Craftwood Ii, Inc. v. Generac Power Sys., Inc.

Decision Date01 April 2019
Docket NumberNo. 18-2883,18-2883
Citation920 F.3d 479
Parties CRAFTWOOD II, INC., and Craftwood III, Inc., Plaintiffs-Appellants, v. GENERAC POWER SYSTEMS, INC., and Comprehensive Marketing, Inc., Defendants-Appellees.
CourtU.S. Court of Appeals — Seventh Circuit

Charles Darryl Cordero, Attorney, Damon Rubin, Attorney, PAYNE & FEARS LLP, El Segundo, CA, Peter M. Trobe, TROBE, BABOWICE & ASSOCIATES, Waukegan, IL, for Plaintiffs-Appellants.

Molly Arranz, Attorney, Michael L. Resis, Attorney, SMITHAMUNDSEN, LLC, Chicago, IL, for Defendant-Appellee GENERAC POWER SYSTEMS, INC., a Wisconsin corporation.

Paul Bozych, Attorney, Preetha Jayakumar, Attorney, NIELSEN, ZEHE & ANTAS, P.C., Chicago, IL, for Defendant-Appellee COMPREHENSIVE MARKETING, INC., an Illinois corporation.

Before Easterbrook, Kanne, and Hamilton, Circuit Judges.

Easterbrook, Circuit Judge.

Two corporations, Craftwood II and Craftwood III, operate hardware businesses in California.
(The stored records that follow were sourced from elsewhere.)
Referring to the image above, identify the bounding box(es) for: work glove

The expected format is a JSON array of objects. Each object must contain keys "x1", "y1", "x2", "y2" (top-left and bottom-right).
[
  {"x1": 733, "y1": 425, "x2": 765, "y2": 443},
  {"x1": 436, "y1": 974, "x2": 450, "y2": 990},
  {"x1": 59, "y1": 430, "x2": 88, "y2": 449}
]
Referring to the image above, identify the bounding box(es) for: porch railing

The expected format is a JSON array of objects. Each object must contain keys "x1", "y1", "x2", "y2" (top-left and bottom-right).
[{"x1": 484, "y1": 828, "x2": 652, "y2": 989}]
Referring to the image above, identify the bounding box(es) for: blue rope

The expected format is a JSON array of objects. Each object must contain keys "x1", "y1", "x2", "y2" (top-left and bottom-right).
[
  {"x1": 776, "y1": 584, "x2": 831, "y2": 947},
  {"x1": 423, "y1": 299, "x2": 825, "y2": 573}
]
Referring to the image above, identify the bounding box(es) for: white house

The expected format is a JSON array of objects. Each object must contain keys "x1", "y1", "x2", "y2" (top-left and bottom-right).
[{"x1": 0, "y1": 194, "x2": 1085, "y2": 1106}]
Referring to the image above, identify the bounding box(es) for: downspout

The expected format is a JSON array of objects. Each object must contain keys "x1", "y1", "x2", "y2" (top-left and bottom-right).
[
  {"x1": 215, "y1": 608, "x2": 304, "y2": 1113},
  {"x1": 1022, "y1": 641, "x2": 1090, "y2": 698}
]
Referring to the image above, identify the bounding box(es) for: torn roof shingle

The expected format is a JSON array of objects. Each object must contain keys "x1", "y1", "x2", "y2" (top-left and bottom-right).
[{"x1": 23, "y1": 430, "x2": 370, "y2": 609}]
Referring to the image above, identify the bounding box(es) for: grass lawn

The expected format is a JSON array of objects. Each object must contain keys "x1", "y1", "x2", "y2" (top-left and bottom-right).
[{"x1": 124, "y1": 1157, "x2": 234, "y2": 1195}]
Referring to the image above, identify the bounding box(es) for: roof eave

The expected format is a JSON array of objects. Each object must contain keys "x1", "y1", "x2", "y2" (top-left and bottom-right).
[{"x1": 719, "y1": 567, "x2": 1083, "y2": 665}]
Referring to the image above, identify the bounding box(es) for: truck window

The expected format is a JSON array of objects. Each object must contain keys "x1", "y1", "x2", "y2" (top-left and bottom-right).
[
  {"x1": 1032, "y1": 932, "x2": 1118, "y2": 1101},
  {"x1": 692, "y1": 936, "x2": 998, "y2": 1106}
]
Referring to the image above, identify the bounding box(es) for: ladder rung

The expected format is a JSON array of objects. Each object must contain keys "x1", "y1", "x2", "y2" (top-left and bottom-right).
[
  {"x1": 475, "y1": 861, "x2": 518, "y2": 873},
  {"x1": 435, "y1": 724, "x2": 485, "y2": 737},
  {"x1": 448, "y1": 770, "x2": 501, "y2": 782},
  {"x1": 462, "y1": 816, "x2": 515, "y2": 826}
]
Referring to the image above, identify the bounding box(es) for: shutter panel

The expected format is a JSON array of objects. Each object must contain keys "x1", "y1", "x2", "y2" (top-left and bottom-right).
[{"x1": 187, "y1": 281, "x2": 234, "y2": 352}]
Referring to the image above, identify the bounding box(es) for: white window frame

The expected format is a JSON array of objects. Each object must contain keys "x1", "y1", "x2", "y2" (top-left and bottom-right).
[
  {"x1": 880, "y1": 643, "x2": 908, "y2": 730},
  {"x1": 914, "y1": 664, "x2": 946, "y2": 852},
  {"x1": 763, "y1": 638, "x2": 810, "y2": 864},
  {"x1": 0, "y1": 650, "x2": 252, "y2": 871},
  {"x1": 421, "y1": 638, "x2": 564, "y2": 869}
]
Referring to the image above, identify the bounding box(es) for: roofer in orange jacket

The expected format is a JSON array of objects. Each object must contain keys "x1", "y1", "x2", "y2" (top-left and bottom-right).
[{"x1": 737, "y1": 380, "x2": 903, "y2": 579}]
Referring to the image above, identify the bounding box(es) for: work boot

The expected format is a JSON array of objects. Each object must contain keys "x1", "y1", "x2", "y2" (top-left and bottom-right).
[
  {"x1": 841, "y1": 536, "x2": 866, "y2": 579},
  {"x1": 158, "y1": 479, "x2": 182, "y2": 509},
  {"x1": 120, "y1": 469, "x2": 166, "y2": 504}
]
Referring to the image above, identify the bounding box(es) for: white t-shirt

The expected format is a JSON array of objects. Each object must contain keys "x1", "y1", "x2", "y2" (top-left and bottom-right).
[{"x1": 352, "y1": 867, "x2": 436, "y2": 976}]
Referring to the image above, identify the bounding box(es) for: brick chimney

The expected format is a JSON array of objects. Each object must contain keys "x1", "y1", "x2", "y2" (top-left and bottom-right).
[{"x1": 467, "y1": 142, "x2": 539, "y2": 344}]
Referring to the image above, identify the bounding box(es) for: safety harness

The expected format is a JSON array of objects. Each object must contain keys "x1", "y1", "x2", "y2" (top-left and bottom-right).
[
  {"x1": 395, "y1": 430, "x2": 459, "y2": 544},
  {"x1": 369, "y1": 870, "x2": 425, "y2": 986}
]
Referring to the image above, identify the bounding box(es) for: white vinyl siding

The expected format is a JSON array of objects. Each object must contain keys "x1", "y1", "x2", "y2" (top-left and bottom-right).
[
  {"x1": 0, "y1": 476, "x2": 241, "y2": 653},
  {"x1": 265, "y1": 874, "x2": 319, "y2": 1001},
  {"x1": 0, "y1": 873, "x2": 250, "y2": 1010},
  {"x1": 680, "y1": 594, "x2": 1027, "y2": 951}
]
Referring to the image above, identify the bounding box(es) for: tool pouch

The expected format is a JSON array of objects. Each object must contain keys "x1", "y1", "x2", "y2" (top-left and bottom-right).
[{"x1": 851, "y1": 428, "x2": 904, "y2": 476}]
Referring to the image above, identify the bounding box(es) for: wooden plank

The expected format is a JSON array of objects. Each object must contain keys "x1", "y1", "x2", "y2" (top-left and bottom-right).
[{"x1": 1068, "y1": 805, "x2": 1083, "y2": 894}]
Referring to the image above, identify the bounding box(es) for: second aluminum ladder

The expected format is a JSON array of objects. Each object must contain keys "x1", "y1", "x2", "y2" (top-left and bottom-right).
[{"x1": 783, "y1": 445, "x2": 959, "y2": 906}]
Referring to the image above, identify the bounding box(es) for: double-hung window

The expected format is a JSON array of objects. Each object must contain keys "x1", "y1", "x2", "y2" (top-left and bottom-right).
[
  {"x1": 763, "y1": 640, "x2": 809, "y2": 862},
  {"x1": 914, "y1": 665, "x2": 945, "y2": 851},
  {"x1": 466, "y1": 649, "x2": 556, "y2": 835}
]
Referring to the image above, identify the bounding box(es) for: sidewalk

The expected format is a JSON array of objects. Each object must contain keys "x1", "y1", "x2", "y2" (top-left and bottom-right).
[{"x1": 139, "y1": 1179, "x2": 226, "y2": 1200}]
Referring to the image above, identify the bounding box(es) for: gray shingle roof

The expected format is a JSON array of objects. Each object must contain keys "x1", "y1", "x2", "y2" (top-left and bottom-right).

They contend in this suit under the Telephone Consumer Protection Act, 47 U.S.C. § 227, that defendants sent them unsolicited fax advertisements.

Defendants moved to dismiss the complaint under Fed. R. Civ. P. 12(b)(1), contending that plaintiffs lack standing to sue. The district judge granted that motion—not so much because he found the lack of an injury as because he thought that defendants had substantially (though not technically) met the requirements of a defense in § 227(b)(1)(C). On appeal defendants contend expressly what is only implicit in the district court’s decision: that unless plaintiffs prove injury from a violation of law , the suit must be dismissed for lack of a case or controversy. That proposition contradicts the holding of Bell v. Hood , 327 U.S. 678, 66 S.Ct. 773, 90 L.Ed. 939 (1946), among many other decisions showing that a plaintiff’s failure on the merits does not divest a federal court of jurisdiction.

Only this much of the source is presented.